Recently a Fetal ECG Synthetic Database (FECGSYNDB) for benchmarking of fetal ECG extraction and detection algorithms has been developed [35]. Data were generated using the fetal ECG synthetic simulator (fecgsyn, [36]), which can generate maternal-fetal ECG mixtures with realistic amplitudes, morphology, beat-to-beat variability, heart rate changes and noise. In [35] the authors also evaluated their methodology by testing some common fECG extraction methods on the developed database. Successively another research group has used the FECGSYNDB to evaluate the performance of its fECG extraction algorithm based on sequential total variation denoising [37].

The aim of our paper is to propose the novel “ICAQIO-based” method and evaluate its performance on the recently developed FECGSYNDB as well as on the PhysioNet CinC 2013 Database, on which we already tested our previously developed algorithms. In order to test the improvement achieved by the combination of the independence of sources and the quality index optimization with the performances obtained applying the two criteria separately, we compare the performances of the “ICAQIO-based” method with that of the “ICA-based” and “QIO-based” approaches.

2. Materials and Methods

2.1. Data

The FECGSYNDB on which algorithms were tested consists of 1750 synthetic signals. The database is structured in seven cases resembling different physiological events (see

Table 1. Description of the seven cases generated to simulate different physiological events.

Case	Description
Baseline	Abdominal mixture of fECG and mECG without noise or events
Case 0	Baseline + noise (no events)
Case 1	Fetal movement + noise
Case 2	mHR/fHR acceleration or deceleration + noise
Case 3	Uterine contraction
Case 4	Maternal and fetal ectopic beats + noise
Case 5	Twin pregnancy + noise

fECG = fetal electrocardiogram; mECG = maternal electrocardiogram, mHR = maternal heart rate, fHR = fetal heart rate.

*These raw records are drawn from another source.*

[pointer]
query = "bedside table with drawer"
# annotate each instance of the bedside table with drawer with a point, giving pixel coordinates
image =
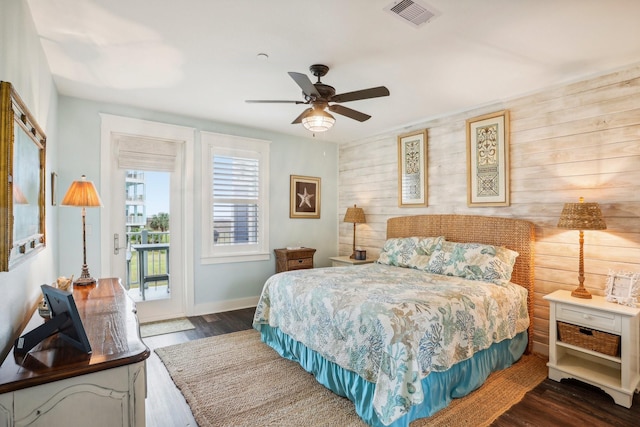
(293, 259)
(596, 342)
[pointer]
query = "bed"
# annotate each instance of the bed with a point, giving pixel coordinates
(404, 336)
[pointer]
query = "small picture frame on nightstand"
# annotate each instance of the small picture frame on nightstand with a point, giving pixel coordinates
(623, 287)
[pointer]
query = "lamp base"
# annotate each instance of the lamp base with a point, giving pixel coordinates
(581, 292)
(85, 278)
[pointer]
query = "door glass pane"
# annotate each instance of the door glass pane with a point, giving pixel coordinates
(148, 235)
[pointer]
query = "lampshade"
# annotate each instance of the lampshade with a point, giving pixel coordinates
(318, 121)
(581, 216)
(355, 215)
(82, 193)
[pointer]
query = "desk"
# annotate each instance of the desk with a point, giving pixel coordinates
(143, 269)
(57, 385)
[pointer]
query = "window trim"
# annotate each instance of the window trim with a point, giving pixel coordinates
(228, 145)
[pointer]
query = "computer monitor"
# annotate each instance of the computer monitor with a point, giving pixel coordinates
(65, 321)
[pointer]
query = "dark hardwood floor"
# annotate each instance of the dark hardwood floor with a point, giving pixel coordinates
(568, 403)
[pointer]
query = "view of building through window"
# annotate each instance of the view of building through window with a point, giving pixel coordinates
(148, 234)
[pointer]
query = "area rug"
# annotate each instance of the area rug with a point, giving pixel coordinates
(165, 327)
(236, 380)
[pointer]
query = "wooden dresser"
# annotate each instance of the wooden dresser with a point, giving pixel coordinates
(57, 385)
(294, 259)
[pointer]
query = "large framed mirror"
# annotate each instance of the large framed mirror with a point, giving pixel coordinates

) and for each case five different levels of additive noise are included (0, 3, 6, 9, and 12 dB). In addition, for each case ten different heart dipole models were generated by randomly selecting one of the nine vectorcardiograms available in the fecgsyn toolbox. Finally, simulations were repeated five times to obtain a more representative database. Each simulation is 5 min long for a total of 145.8 h, it is sampled at 250 Hz with a 16-bit resolution and it is projected onto 34 channels (32 abdominal and two mECG reference channels). For details about the parameters used for the simulation see [35,36].

In order to compare the performance of our algorithms with that of the ones already tested on the same database, we selected the same combination of channels of the previous study [35]. In particular, among the different combinations used, we selected the one with 4 channels (1, 11, 22 and 32). This choice was motivated by the fact that it allows ICA to achieve the separation of sources without loading excessively the mother with abdominal channels. In addition, the performance of the Nelder-Mead algorithm improves in low dimension [38]. We also selected channels 33 and 34, which are the mECG reference channels. It should be noticed that, compared with the PhysioNet CinC 2013 Database, in the FECGSYNDB there are reference mECG channels, so the algorithms do not include the mECG extraction step as our previous implementations [23,34].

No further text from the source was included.